MGnify Genomes mouse gut catalogue v1.0 released

spotlight

Cartoon illustration of a mouse gut biome We are thrilled to be presenting the latest MGnify Genomes catalogue comprising 112,951 genomes derived from mouse gut datasets, represented by 2,847 species-level cluster representative genomes.

This catalogue was generated as part of our work with the MRC funded National Mouse Genetics Network (NMGN), and combines three existing mouse gut genome catalogues, as well as genomes generated by MGnify from additional publicly-available datasets. The contributing catalogues are the Mouse Gastrointestinal Bacteria Catalogue (MGBC), the Comprehensive Mouse Microbiota Genome (CMMG) catalogue, and the integrated Mouse Gut Metagenomic Catalog (iMGMC) as published in Beresford-Jones et al. Cell Host & Microbe (2022), Kieser et al. PLoS Comput Biol (2022), and Lesker et al. Cell Rep (2020) respectively.

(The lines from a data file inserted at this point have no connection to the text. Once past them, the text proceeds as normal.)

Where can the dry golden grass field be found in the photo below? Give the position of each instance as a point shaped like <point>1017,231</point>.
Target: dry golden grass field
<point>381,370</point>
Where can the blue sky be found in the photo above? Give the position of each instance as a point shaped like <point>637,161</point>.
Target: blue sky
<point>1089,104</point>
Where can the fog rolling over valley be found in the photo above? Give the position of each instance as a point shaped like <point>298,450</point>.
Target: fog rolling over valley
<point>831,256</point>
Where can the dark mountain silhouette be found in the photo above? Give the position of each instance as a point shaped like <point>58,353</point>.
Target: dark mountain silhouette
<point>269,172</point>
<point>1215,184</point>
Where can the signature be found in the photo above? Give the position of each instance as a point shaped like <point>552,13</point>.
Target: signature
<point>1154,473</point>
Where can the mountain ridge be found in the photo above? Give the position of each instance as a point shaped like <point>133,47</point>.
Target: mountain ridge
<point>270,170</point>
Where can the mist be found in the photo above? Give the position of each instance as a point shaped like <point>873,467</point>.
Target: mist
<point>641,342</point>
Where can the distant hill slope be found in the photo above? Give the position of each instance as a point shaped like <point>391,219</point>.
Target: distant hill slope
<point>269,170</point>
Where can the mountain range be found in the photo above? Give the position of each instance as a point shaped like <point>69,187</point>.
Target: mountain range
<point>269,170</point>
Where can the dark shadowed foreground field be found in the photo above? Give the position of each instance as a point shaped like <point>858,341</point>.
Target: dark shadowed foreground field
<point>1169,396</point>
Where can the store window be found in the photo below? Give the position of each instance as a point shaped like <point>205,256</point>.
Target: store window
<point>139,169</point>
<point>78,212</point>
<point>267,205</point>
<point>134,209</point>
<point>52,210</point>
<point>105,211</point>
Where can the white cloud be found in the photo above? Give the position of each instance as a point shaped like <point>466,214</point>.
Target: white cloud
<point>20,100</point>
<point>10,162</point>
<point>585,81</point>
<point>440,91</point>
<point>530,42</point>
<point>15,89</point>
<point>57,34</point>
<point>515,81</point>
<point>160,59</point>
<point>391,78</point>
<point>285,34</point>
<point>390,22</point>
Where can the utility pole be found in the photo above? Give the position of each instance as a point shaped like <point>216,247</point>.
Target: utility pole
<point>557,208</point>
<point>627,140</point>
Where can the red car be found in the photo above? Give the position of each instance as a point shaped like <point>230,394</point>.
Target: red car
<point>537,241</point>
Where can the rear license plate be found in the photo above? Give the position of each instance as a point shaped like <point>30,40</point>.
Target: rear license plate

The total genomes in the catalogue were quality-filtered and clustered using the catalogue generation process as described in Gurbich et al. (2023). An overview of the process is shown in Figure 1 and the resulting taxonomic diversity of the mouse gut catalogue is represented in Figure 2.

Schematic illustration of dataflow from three existing catalogues and newly assemblyed MAGs into the new unified catalogue

Figure 1: Overview of catalogue generation. The mouse gut catalogue was generated from a combination of newly-assembled MAGs derived from publicly-available Whole Genome Shotgun (WGS) datasets, and existing genomes from three external catalogues. The MGnify Genomes pipeline (as described in Gurbich et al. (2023)) was used to produce the final mouse gut catalogue.

As with existing MGnify Genome catalogues, we provide an associated protein catalogue, available from our FTP site, clustered at 100%, 95%, 90% and 50% amino acid identity. MGnify Genomes’ search tools enable users to compare their own data against the catalogue. Gene sequences can be searched against the catalogue using a COBS-based search, whereas whole genomes or sets of genomes can be compared using a sourmash-based search.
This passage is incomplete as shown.